Memory Management¶

Mullama provides comprehensive memory management through RAII patterns, configurable KV cache quantization, and monitoring tools for production environments. Understanding memory usage is essential for deploying models effectively.

RAII in Mullama¶

All Mullama resources follow the RAII (Resource Acquisition Is Initialization) pattern: resources are automatically cleaned up when they go out of scope. No manual memory management is required.

Node.jsPythonRustCLI

import { Model, Context } from 'mullama';

async function processQuery(prompt) {
  // Context is created and used within this function scope
  const model = await Model.load('./model.gguf');
  const context = new Context(model);
  const response = await context.generate(prompt, 200);

  // When context/model go out of scope, they are garbage collected
  // and native resources are freed automatically
  return response;
}

// Explicit cleanup if needed
async function explicitCleanup() {
  const model = await Model.load('./model.gguf');
  const context = new Context(model);

  const response = await context.generate("Hello!", 100);

  // Explicitly free resources before GC
  context.dispose();
  model.dispose();

  return response;
}

from mullama import Model, Context

def process_query(prompt: str) -> str:
    # Resources freed when references are garbage collected
    model = Model.load("./model.gguf")
    context = Context(model)
    return context.generate(prompt, max_tokens=200)

# Context manager for explicit cleanup
def explicit_cleanup(prompt: str) -> str:
    model = Model.load("./model.gguf")
    with Context(model) as context:
        response = context.generate(prompt, max_tokens=200)
    # Context resources freed at end of 'with' block
    return response

use mullama::{Model, Context, ContextParams};
use std::sync::Arc;

fn process_query(prompt: &str) -> Result<String, mullama::MullamaError> {
    let model = Arc::new(Model::load("model.gguf")?);
    let mut context = Context::new(model, ContextParams::default())?;
    let response = context.generate(prompt, 200)?;

    // model and context are dropped here, freeing all C++ resources
    // via their Drop implementations
    Ok(response)
}

# CLI manages memory automatically
mullama run llama3.2:1b "Hello!"
# All resources freed after command completes

Drop Implementations

In Rust, Model, Context, Batch, and SamplerChain all implement Drop, which calls the appropriate llama.cpp free functions. This guarantees no memory leaks even when errors occur.

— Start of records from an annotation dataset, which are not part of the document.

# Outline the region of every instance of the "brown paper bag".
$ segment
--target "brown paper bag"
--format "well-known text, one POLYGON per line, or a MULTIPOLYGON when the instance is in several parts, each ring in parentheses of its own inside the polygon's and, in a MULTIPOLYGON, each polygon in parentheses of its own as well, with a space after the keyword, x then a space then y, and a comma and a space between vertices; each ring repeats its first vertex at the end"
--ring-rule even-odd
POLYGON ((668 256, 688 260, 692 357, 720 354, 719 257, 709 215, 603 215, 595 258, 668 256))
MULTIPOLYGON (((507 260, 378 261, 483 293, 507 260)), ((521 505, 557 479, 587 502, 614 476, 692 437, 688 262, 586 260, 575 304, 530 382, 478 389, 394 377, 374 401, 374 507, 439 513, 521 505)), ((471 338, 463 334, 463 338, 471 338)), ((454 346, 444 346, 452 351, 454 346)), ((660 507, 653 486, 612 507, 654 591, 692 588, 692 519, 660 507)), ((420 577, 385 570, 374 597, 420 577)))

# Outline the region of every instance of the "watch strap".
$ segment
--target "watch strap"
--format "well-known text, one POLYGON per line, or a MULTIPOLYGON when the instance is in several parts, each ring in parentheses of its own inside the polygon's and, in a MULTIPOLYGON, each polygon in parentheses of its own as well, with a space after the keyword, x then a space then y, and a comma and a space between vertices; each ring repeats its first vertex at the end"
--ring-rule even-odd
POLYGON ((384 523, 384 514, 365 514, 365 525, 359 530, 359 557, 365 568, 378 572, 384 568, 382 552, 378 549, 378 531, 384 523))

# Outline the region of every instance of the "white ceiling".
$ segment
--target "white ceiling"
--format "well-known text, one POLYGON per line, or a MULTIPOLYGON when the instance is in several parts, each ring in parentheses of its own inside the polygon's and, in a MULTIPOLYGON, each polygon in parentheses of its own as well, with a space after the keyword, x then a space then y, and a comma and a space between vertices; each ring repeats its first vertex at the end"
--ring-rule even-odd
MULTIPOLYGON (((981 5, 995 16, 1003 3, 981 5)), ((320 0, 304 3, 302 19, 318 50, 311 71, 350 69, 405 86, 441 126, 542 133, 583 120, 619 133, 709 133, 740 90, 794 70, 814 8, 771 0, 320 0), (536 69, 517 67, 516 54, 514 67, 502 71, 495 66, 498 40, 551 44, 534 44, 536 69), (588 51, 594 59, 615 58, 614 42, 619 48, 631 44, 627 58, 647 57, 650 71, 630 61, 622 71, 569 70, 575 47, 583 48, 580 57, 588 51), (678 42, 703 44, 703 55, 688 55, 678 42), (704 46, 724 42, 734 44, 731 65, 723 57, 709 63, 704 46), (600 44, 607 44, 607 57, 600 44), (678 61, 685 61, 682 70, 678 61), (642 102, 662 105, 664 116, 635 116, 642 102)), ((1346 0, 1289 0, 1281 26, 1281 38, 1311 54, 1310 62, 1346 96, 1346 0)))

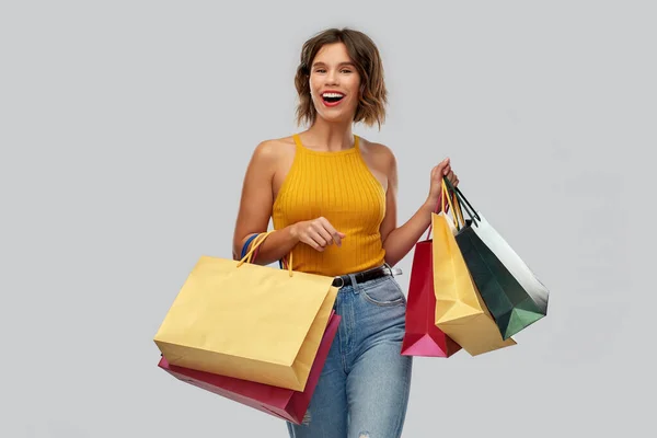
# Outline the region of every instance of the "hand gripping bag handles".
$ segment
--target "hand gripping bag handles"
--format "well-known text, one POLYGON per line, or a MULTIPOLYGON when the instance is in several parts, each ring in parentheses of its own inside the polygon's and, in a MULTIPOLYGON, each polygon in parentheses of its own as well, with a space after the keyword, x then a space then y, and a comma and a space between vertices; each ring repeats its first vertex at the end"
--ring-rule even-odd
POLYGON ((337 296, 333 277, 201 256, 154 342, 172 366, 303 391, 337 296))
POLYGON ((497 330, 457 244, 454 234, 460 229, 458 219, 462 220, 462 215, 446 184, 443 178, 442 198, 449 203, 453 226, 445 211, 431 215, 435 323, 472 356, 512 346, 516 342, 503 339, 497 330))

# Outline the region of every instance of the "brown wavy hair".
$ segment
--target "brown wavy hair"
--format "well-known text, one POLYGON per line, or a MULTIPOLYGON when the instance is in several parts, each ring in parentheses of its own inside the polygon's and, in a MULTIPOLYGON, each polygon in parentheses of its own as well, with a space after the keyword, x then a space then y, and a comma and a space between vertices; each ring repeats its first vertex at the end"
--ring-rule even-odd
POLYGON ((310 68, 312 60, 326 44, 343 43, 360 76, 360 96, 354 122, 367 126, 381 125, 385 120, 388 90, 385 89, 381 55, 374 42, 362 32, 348 27, 328 28, 308 39, 301 48, 301 59, 295 76, 295 87, 299 95, 297 124, 312 125, 318 112, 310 96, 310 68))

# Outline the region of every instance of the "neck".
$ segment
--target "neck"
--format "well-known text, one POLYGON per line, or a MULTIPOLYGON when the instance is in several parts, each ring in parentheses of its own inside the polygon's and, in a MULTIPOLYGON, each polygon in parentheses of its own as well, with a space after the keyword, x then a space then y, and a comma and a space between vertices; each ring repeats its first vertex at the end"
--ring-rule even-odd
POLYGON ((350 122, 326 122, 318 117, 303 135, 306 137, 304 143, 316 150, 337 152, 354 147, 350 122))

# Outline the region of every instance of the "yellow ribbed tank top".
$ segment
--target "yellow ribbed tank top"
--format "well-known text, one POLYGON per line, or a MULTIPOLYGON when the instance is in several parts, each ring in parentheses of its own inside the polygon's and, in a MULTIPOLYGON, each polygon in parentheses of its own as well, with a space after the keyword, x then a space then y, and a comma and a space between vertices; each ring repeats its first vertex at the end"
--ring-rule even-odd
POLYGON ((326 218, 346 234, 342 246, 323 252, 306 243, 292 250, 292 268, 311 274, 338 276, 384 263, 379 227, 385 216, 385 192, 360 154, 360 141, 337 152, 315 151, 293 136, 296 153, 273 206, 274 229, 296 222, 326 218))

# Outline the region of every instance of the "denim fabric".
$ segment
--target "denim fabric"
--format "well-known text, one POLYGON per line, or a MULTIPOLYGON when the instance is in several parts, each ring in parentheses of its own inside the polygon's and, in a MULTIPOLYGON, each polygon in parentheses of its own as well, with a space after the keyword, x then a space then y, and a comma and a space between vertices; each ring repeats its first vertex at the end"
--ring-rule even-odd
MULTIPOLYGON (((354 278, 351 278, 354 279, 354 278)), ((399 438, 413 359, 402 356, 406 299, 393 276, 339 289, 342 316, 302 425, 292 438, 399 438)))

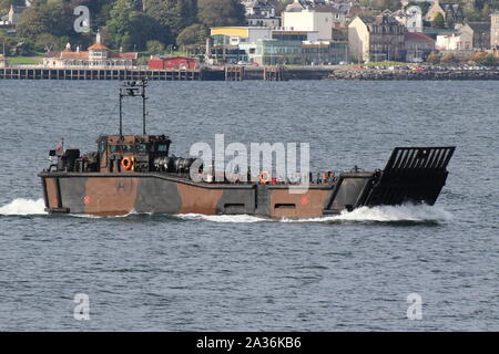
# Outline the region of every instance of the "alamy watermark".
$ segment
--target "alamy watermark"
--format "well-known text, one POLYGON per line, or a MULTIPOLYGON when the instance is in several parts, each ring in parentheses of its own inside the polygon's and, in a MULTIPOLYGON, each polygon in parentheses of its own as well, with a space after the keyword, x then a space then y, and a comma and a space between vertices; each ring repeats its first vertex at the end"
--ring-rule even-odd
POLYGON ((78 18, 74 20, 73 29, 77 33, 90 32, 90 10, 85 6, 79 6, 74 8, 74 15, 78 18))
POLYGON ((422 320, 422 298, 420 294, 413 292, 406 299, 409 306, 407 308, 407 319, 422 320))
POLYGON ((73 317, 77 321, 90 320, 90 296, 85 293, 74 294, 73 302, 77 304, 73 310, 73 317))

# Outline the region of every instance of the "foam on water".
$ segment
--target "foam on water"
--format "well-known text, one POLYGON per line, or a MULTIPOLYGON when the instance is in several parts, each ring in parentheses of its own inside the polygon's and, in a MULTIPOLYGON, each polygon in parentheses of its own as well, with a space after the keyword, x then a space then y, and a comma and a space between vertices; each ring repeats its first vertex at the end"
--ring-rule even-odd
MULTIPOLYGON (((18 198, 11 202, 0 207, 0 215, 3 216, 30 216, 30 215, 47 215, 44 211, 43 199, 23 199, 18 198)), ((119 216, 120 218, 136 216, 136 211, 132 210, 128 215, 119 216)), ((82 218, 101 218, 90 215, 72 215, 82 218)), ((431 207, 427 205, 403 205, 403 206, 381 206, 381 207, 361 207, 354 211, 344 211, 340 215, 319 217, 319 218, 303 218, 279 220, 256 217, 251 215, 202 215, 202 214, 183 214, 176 215, 175 218, 183 220, 205 220, 212 222, 262 222, 262 221, 279 221, 279 222, 342 222, 342 221, 445 221, 452 219, 452 215, 439 207, 431 207)))
POLYGON ((0 207, 0 215, 6 216, 29 216, 29 215, 45 215, 47 211, 43 199, 24 199, 18 198, 11 202, 0 207))
POLYGON ((204 215, 204 214, 182 214, 175 217, 183 220, 206 220, 213 222, 259 222, 268 219, 251 215, 204 215))
POLYGON ((283 219, 286 222, 340 222, 340 221, 446 221, 452 219, 452 215, 441 208, 428 205, 401 205, 361 207, 350 212, 343 211, 337 216, 328 216, 308 219, 283 219))

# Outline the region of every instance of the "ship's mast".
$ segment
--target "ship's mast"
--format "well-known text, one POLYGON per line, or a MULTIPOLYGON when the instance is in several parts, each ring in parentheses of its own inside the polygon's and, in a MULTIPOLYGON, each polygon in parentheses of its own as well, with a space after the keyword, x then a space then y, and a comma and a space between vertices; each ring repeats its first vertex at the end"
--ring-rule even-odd
POLYGON ((123 136, 123 97, 142 97, 142 134, 145 135, 145 116, 147 112, 145 110, 145 87, 147 87, 147 81, 126 81, 120 88, 120 136, 123 136))

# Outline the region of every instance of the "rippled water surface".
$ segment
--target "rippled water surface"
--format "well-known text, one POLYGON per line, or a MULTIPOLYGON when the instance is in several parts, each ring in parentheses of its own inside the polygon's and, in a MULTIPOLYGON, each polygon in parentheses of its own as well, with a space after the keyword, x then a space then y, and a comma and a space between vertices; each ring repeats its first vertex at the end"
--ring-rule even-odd
MULTIPOLYGON (((48 216, 48 150, 115 133, 116 82, 0 81, 0 331, 499 330, 497 82, 152 83, 150 133, 309 142, 313 168, 456 145, 435 207, 306 220, 48 216), (90 296, 90 321, 73 296, 90 296), (407 319, 407 295, 422 320, 407 319)), ((136 102, 139 104, 139 102, 136 102)), ((140 132, 126 105, 125 133, 140 132)))

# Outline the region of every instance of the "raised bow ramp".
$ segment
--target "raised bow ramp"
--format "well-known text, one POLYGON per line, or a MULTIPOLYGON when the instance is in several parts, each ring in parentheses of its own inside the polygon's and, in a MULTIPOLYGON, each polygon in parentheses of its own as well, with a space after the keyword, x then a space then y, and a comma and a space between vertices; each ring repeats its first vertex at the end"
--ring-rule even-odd
POLYGON ((383 170, 342 174, 324 214, 361 206, 434 205, 446 184, 455 146, 396 147, 383 170))

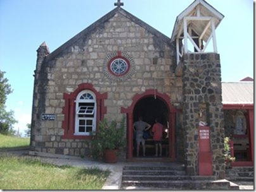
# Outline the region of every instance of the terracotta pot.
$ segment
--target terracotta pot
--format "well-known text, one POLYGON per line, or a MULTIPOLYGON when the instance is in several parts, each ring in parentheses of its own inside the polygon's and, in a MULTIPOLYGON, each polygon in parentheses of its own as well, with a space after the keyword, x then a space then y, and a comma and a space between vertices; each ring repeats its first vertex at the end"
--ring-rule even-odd
POLYGON ((117 150, 105 150, 104 161, 106 163, 116 163, 117 162, 117 150))

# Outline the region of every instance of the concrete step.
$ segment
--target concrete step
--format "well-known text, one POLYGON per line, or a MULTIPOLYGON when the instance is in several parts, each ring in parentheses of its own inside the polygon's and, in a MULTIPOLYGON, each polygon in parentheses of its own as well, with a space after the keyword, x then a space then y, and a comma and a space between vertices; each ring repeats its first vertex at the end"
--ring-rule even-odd
POLYGON ((131 187, 146 188, 147 189, 239 189, 238 185, 231 186, 227 181, 212 182, 210 181, 125 181, 122 182, 122 189, 131 187))
POLYGON ((181 164, 125 166, 122 189, 239 189, 226 179, 216 181, 215 176, 186 176, 181 164))
POLYGON ((226 171, 226 178, 233 182, 253 182, 253 167, 233 167, 226 171))
POLYGON ((185 171, 169 171, 169 170, 125 170, 123 171, 123 175, 139 175, 142 176, 184 176, 185 171))
POLYGON ((170 175, 127 175, 122 176, 124 181, 214 181, 214 176, 170 176, 170 175))
POLYGON ((169 170, 169 171, 185 171, 185 167, 182 164, 167 164, 166 165, 143 165, 143 166, 125 166, 124 167, 124 170, 129 171, 153 171, 153 170, 169 170))

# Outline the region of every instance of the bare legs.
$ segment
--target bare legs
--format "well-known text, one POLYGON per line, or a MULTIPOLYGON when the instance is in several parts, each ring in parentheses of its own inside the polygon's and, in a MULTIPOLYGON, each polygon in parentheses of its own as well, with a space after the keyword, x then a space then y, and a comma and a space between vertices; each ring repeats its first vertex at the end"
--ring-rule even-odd
POLYGON ((159 146, 159 150, 160 150, 160 153, 159 153, 159 156, 162 156, 162 143, 156 143, 155 145, 155 157, 157 157, 157 154, 158 153, 158 146, 159 146))
MULTIPOLYGON (((141 143, 140 141, 137 142, 137 157, 139 157, 139 144, 141 143)), ((146 152, 146 147, 145 147, 145 143, 141 142, 142 144, 142 149, 143 151, 143 157, 145 157, 145 152, 146 152)))

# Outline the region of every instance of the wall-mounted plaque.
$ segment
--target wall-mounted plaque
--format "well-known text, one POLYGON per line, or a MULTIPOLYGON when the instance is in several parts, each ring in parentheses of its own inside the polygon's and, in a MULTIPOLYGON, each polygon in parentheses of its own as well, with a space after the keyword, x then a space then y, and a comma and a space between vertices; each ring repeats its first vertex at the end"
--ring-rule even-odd
POLYGON ((42 114, 42 121, 55 121, 56 114, 42 114))

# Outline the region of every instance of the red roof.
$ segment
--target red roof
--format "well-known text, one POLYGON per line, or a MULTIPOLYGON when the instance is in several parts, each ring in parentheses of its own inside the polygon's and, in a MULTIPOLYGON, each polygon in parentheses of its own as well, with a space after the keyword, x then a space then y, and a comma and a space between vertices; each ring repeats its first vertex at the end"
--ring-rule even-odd
POLYGON ((253 81, 253 79, 250 78, 250 76, 247 76, 240 80, 240 81, 253 81))

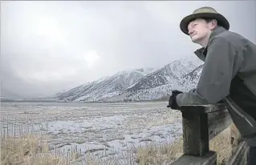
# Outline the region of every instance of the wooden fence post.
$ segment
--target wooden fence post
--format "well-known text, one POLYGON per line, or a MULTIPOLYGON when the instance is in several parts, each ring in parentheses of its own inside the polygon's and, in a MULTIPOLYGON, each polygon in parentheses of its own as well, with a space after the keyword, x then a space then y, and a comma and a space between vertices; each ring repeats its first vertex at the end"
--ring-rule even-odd
POLYGON ((207 114, 182 113, 183 152, 202 156, 209 152, 207 114))

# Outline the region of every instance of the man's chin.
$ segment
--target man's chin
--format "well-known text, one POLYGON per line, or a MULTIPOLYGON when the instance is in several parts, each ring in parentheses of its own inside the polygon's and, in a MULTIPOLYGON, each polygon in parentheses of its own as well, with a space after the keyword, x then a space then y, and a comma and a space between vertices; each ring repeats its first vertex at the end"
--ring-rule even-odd
POLYGON ((193 42, 197 43, 198 38, 191 38, 191 41, 192 41, 193 42))

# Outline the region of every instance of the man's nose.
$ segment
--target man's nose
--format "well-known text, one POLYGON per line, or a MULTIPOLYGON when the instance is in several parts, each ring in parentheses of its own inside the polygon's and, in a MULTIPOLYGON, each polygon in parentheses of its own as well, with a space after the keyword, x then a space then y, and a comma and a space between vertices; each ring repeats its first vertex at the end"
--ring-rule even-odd
POLYGON ((193 29, 189 29, 189 34, 191 35, 191 34, 193 33, 193 29))

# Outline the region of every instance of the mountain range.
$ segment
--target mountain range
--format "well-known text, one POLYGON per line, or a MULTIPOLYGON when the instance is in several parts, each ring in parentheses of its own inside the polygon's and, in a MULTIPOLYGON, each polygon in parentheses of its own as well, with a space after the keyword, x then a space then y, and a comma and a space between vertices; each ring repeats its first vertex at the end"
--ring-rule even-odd
POLYGON ((52 99, 58 102, 123 102, 166 98, 172 90, 187 91, 196 87, 202 69, 197 58, 181 58, 159 69, 123 70, 89 82, 52 99))

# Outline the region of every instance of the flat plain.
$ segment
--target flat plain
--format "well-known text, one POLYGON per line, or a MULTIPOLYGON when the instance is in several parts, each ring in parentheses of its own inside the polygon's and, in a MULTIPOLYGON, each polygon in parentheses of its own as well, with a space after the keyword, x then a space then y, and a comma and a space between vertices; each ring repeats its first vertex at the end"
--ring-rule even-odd
POLYGON ((40 135, 47 138, 51 151, 65 157, 71 151, 78 151, 78 163, 90 154, 102 164, 110 157, 125 164, 136 162, 138 147, 171 143, 182 135, 181 113, 166 105, 167 102, 2 103, 1 136, 40 135))

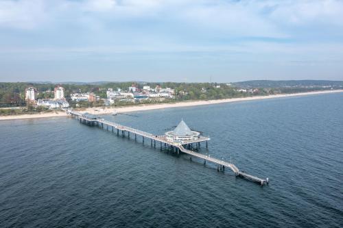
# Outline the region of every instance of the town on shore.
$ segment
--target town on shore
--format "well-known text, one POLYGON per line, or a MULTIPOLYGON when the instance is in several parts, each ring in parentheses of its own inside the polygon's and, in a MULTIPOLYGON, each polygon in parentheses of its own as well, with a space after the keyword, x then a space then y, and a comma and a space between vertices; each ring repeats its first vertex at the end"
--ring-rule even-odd
POLYGON ((0 115, 48 113, 68 108, 119 107, 343 89, 340 81, 239 83, 0 83, 0 115))

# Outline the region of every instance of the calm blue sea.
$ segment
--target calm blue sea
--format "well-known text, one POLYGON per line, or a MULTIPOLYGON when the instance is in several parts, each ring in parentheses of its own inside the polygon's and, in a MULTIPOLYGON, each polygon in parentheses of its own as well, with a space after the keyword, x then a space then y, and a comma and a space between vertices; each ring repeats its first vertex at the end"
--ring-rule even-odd
POLYGON ((200 153, 142 145, 71 118, 0 122, 1 227, 342 227, 343 93, 105 116, 156 134, 188 125, 200 153))

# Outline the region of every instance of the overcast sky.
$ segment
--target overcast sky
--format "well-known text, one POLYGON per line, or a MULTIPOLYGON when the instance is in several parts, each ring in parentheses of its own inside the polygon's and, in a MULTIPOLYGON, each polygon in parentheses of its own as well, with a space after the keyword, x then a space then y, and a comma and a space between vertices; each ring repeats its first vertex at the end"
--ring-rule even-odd
POLYGON ((0 0, 0 81, 343 80, 343 1, 0 0))

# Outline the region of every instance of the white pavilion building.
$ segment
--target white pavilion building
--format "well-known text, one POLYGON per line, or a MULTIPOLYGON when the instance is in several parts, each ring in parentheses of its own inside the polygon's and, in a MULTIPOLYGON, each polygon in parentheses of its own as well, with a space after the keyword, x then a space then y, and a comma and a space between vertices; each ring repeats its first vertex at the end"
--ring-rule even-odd
POLYGON ((200 132, 191 130, 183 120, 180 122, 174 131, 165 133, 166 139, 168 141, 181 144, 187 144, 198 141, 200 135, 200 132))

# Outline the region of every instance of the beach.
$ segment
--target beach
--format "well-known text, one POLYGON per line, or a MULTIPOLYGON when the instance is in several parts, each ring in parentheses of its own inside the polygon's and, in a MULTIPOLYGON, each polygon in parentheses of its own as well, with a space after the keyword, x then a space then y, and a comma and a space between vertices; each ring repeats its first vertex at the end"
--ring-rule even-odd
MULTIPOLYGON (((277 94, 277 95, 269 95, 269 96, 255 96, 255 97, 248 97, 244 98, 232 98, 232 99, 218 99, 218 100, 181 101, 172 103, 137 105, 126 106, 126 107, 88 107, 86 109, 83 109, 82 111, 81 112, 88 112, 91 114, 97 114, 97 115, 104 115, 104 114, 110 114, 113 113, 124 113, 124 112, 138 112, 138 111, 152 110, 157 109, 191 107, 197 105, 207 105, 218 104, 222 103, 248 101, 254 100, 276 99, 276 98, 290 97, 296 96, 314 95, 314 94, 321 94, 335 93, 335 92, 343 92, 343 90, 316 91, 316 92, 300 92, 294 94, 277 94)), ((41 113, 41 114, 15 115, 15 116, 0 116, 0 121, 9 121, 9 120, 35 118, 60 117, 67 116, 67 114, 66 114, 65 112, 59 111, 53 113, 41 113)))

Arc for Shared Model Ownership¶

Models are expensive to load but safe to share. Use reference counting to share a single model across multiple contexts:

Node.jsPythonRustCLI

import { Model, Context } from 'mullama';

// Model is reference-counted internally
const model = await Model.load('./model.gguf');

// Multiple contexts share the same model
const context1 = new Context(model, { nCtx: 2048 });
const context2 = new Context(model, { nCtx: 2048 });
const context3 = new Context(model, { nCtx: 2048 });

// Model stays alive as long as any reference exists
// Total memory: 1x model + 3x context KV cache

from mullama import Model, Context, ContextParams

# Python handles reference counting automatically
model = Model.load("./model.gguf")

# Multiple contexts share the same model
context1 = Context(model, ContextParams(n_ctx=2048))
context2 = Context(model, ContextParams(n_ctx=2048))
context3 = Context(model, ContextParams(n_ctx=2048))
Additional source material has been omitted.